Data science focuses on studying data and extracting meaningful insights, while machine learning specialises in developing methods to use data to enhance performance or make predictions. Machine learning is a subset of artificial intelligence.

Machine learning and artificial intelligence (AI) have recently taken a leading role in data science, significantly impacting data analytics and business intelligence. Machine learning automates data analysis and extends to making predictions by collecting and analysing large datasets from specific populations. This is achieved through the development of models and algorithms.

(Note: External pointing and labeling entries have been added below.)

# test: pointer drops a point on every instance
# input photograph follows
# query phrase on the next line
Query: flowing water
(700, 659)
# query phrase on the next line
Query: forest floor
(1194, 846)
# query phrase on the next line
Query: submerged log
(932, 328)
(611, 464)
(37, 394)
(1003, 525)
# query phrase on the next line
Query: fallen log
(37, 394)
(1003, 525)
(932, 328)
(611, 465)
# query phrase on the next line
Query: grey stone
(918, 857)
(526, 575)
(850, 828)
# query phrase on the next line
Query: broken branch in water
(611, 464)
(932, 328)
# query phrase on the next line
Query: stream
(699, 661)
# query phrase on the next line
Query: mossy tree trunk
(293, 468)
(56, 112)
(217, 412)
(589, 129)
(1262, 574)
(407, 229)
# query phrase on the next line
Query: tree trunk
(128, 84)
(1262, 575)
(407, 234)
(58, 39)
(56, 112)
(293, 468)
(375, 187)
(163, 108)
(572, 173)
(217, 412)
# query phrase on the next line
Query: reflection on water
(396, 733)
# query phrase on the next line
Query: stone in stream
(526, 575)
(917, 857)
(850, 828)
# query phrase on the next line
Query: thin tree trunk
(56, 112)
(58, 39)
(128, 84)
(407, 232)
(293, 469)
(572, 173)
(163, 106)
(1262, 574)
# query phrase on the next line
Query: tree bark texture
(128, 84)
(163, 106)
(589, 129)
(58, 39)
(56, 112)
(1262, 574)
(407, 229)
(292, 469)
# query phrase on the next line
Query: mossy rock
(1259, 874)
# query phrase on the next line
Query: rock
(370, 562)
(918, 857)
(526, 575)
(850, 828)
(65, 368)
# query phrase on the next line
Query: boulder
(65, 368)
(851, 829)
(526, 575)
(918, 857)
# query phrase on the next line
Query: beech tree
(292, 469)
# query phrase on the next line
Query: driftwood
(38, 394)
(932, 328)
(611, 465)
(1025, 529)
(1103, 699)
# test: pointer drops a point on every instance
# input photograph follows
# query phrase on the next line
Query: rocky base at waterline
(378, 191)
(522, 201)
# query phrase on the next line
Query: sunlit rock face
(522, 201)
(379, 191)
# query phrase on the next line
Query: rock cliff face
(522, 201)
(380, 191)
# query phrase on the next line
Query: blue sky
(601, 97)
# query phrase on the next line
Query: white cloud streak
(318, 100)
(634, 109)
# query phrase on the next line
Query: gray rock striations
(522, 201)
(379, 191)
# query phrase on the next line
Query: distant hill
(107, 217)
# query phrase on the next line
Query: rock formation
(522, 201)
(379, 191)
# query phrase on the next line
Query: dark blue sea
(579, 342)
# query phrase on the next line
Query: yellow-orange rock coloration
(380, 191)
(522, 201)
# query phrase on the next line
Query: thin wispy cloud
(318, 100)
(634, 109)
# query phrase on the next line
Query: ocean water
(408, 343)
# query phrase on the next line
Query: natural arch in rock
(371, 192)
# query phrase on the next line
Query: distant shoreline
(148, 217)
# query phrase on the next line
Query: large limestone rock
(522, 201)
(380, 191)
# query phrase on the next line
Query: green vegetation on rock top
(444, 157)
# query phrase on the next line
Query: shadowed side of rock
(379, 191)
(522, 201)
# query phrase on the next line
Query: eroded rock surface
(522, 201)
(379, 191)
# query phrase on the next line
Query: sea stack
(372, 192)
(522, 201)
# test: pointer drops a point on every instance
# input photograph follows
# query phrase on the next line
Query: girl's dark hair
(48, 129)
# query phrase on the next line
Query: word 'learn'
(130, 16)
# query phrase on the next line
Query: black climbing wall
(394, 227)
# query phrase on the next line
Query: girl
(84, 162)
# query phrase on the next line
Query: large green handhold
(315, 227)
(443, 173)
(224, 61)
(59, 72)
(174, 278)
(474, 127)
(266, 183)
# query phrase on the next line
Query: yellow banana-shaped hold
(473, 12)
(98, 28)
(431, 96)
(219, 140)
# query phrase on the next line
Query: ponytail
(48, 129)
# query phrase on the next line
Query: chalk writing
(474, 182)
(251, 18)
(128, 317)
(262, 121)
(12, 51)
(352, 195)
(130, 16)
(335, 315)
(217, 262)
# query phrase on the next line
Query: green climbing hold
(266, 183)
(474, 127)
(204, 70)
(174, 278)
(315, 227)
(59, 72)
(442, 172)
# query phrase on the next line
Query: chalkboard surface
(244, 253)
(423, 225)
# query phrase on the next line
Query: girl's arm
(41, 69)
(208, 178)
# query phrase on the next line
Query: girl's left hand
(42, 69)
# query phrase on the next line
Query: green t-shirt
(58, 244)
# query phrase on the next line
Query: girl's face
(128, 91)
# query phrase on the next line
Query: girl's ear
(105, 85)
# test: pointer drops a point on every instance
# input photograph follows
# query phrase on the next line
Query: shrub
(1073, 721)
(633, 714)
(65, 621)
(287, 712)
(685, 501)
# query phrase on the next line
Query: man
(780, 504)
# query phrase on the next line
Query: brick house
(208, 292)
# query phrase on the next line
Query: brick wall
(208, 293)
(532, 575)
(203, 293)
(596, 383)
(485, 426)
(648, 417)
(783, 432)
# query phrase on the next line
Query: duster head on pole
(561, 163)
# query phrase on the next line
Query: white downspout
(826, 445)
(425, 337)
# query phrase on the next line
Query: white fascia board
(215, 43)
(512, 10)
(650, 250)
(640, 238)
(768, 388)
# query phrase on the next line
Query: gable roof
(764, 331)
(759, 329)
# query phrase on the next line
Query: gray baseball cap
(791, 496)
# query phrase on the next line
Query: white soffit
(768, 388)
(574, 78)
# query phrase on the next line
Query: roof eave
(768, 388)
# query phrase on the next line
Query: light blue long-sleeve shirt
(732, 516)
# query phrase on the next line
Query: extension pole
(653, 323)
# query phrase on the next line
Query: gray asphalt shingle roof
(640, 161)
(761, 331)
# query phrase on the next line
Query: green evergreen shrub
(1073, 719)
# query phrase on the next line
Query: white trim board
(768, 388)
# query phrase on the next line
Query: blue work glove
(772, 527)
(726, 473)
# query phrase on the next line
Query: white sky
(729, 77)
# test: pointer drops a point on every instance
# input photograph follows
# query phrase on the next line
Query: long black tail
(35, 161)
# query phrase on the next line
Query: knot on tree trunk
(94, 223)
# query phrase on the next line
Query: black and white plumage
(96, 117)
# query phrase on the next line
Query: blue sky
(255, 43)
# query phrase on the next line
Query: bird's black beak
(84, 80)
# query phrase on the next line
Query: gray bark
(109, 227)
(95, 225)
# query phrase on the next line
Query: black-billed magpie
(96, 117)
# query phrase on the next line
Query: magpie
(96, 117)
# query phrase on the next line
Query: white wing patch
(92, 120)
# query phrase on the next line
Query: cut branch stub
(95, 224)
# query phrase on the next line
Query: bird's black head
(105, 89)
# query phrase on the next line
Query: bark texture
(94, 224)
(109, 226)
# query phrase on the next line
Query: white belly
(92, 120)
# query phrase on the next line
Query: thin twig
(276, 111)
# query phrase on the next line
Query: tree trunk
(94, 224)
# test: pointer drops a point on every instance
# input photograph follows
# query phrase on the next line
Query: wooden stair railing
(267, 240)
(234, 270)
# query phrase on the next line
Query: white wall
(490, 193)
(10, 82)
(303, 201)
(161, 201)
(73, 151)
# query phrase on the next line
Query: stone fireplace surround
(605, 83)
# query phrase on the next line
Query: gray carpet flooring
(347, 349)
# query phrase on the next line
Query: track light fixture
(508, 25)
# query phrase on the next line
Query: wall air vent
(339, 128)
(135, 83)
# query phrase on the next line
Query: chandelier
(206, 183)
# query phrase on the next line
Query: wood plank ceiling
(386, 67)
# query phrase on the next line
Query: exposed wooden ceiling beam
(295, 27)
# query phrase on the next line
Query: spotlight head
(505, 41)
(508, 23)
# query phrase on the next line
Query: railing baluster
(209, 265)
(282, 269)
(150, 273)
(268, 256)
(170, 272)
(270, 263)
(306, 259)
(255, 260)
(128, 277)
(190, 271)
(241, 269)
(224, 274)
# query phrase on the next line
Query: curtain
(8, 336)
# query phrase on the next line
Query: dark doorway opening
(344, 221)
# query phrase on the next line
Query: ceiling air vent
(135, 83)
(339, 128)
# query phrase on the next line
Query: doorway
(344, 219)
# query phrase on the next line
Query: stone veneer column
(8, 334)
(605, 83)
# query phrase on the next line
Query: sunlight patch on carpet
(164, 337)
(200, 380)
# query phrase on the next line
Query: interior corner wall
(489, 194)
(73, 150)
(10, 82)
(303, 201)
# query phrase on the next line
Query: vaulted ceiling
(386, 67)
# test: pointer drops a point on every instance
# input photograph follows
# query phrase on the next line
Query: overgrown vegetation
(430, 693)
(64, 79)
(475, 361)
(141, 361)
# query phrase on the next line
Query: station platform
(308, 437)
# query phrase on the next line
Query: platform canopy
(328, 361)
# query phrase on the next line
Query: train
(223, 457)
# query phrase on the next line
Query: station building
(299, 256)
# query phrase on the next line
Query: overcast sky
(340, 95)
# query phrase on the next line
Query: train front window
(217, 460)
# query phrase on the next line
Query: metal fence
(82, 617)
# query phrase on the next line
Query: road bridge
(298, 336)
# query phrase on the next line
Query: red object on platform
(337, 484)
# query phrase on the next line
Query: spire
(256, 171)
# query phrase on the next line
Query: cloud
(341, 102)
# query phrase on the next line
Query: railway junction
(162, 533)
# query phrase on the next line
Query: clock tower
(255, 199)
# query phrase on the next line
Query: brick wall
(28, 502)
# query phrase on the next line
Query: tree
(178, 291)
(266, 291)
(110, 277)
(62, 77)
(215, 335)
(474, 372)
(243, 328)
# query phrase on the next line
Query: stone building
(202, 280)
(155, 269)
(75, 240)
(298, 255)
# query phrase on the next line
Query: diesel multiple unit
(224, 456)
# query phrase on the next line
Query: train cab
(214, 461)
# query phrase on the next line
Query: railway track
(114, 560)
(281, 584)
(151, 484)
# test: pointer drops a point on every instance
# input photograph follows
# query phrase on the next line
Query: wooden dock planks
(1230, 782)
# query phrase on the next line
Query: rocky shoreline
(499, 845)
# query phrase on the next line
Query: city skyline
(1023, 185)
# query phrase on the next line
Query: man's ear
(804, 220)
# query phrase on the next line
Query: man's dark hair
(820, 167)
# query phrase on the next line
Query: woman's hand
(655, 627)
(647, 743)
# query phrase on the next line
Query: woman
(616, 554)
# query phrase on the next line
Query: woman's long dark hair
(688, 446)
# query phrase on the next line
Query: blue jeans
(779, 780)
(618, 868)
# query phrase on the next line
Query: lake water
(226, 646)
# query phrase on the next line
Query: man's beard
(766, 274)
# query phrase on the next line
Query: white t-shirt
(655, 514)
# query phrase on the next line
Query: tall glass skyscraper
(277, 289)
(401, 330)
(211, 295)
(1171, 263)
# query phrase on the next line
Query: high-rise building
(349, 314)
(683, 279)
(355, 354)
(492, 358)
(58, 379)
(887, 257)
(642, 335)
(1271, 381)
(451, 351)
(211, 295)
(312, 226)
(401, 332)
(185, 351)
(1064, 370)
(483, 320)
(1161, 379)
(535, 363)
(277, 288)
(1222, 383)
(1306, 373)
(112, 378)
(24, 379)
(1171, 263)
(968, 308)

Data science focuses on understanding and extracting insights from data, while machine learning uses those insights to automate tasks and make predictions. Data science provides the basis for exploratory analysis and hypothesis testing, whereas machine learning transforms these insights into actionable intelligence.

In summary, data science utilises statistical techniques and methodologies to analyse data and extract valuable insights. From hypothesis testing to regression analysis and classification, data scientists employ various statistical tools to identify patterns and relationships in data, validate hypotheses, and make informed decisions.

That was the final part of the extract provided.